Individualized combinations of different therapeutic procedures, such as combining radiotherapy with chemotherapy tend to improve local control and survival. [5] The most frequently applied third-generation chemotherapeutical agents are taxanes. Paclitaxel is a prototype of taxane family and an excellent radiosensitizer. Definitive chemoradiation with carboplatin and paclitaxel was well-tolerated resulting in superior locoregional control, overall and disease-specific survival. [5] Pre-operative induction chemotherapy with docetaxel and cisplatin followed by chemoradiation was effective and was associated with improved overall and disease specific survival of patients with SCC or adenocarcinoma of the esophagus. In a phase II randomized trial the response rates of induction paclitaxel-based chemotherapy followed by concurrent chemoradiotherapy combined with paclitaxel and 5-FU or cisplatin were examined. The endpoint of 1-year survival did not meet a predetermined benchmark and the regimens were associated with substantial morbidity and 3-6% mortality. Based on these induction therapy in itself may place patients at risk of complications during their definitive treatment as well as an important side-effect it may cause an increased rate of radiation pneumonitis. [6]

It is well-known, that radiosensitization has been reported to increase therapeutic efficacy, but it may also increase therapy-induced toxicity. In case of radiotherapy for chest tumors radiation pneumonitis seems to be one of the most important acute toxicities, especially in the setting of combined concurrent chemoradiation. This unfavorable side-effect is often a dose-limiting factor, which influences the therapeutic outcomes and the patients′ quality-of-life. Clinically, significant radiation pneumonitis occurs in 10-20% of patients. [7] Acute radiation injury typically develops 2 weeks to 3 months after treatment and is usually limited to the irradiated field. Mild injury often heals on its own without treatment, whereas more serious injury results in fibrosis 6-12 months after therapy. [8] The pathogenesis is uncertain, but appears to involve both direct lung tissue toxicity and an inflammatory response. Corticosteroids may be effective, if started early in the course of the disease. It is not known unambiguously which dosimetric parameter optimally predicts the risk of radiation pneumonitis. Mean lung dose, V20 and V30 are the most studied parameters. [7] In another article, dosimetric factors were not associated with the development of symptomatic pneumonitis. [6] Some studies demonstrated that preexisting pulmonary lung dysfunction, tumor location in lower lobes and use of concurrent chemotherapy could improve the risk of radiation pneumonitis. [7]
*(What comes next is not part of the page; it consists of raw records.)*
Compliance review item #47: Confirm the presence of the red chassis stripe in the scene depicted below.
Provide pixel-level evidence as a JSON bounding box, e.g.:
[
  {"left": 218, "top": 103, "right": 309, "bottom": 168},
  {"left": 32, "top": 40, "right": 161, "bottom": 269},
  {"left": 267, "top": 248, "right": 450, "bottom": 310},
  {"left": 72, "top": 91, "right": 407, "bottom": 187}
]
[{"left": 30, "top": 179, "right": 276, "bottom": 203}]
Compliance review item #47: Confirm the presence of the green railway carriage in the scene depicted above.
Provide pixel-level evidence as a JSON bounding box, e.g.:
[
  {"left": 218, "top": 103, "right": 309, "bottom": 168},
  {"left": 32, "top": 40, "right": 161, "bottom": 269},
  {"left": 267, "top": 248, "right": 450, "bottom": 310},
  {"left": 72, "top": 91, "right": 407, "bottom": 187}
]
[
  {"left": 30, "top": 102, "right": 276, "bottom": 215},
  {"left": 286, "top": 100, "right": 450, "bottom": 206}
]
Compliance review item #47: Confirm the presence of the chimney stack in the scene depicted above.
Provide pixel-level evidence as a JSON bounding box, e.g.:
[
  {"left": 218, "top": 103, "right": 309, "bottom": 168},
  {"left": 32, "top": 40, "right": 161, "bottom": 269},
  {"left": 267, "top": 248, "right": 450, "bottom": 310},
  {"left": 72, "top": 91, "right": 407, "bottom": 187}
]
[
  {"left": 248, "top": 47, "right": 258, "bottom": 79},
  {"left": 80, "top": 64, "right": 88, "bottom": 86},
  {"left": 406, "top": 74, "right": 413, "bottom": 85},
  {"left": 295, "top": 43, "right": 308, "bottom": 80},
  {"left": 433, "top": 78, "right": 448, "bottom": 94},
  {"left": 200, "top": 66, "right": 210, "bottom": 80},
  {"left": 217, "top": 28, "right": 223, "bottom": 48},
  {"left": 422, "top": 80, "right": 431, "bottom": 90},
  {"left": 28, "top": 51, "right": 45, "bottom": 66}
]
According to the Summary of product characteristics paclitaxel (Taxol; ) may play a role in the development of interstitial pneumonitis especially in case of patients receiving concurrent radiotherapy and/or gemcitabine independently of the order of therapeutic options. Respiratory disorders, such as acute respiratory distress syndrome, interstitial pneumonia/pneumonitis, interstitial lung disease, pulmonary fibrosis and respiratory failure (maybe associated with fatal outcome) can be found in the summary of product characteristics of docetaxel (Taxotere; ).

Summary

In my opinion, the foregoing pulmonary disease was caused by the combined taxane-based treatment, mainly by the concomitant chemoradiotherapy (without strong correlation with radiation dose). It was possibly aggravated by the first line chemotherapy, which might have sensitized the lung tissue to radiation damage in esophageal cancer patients.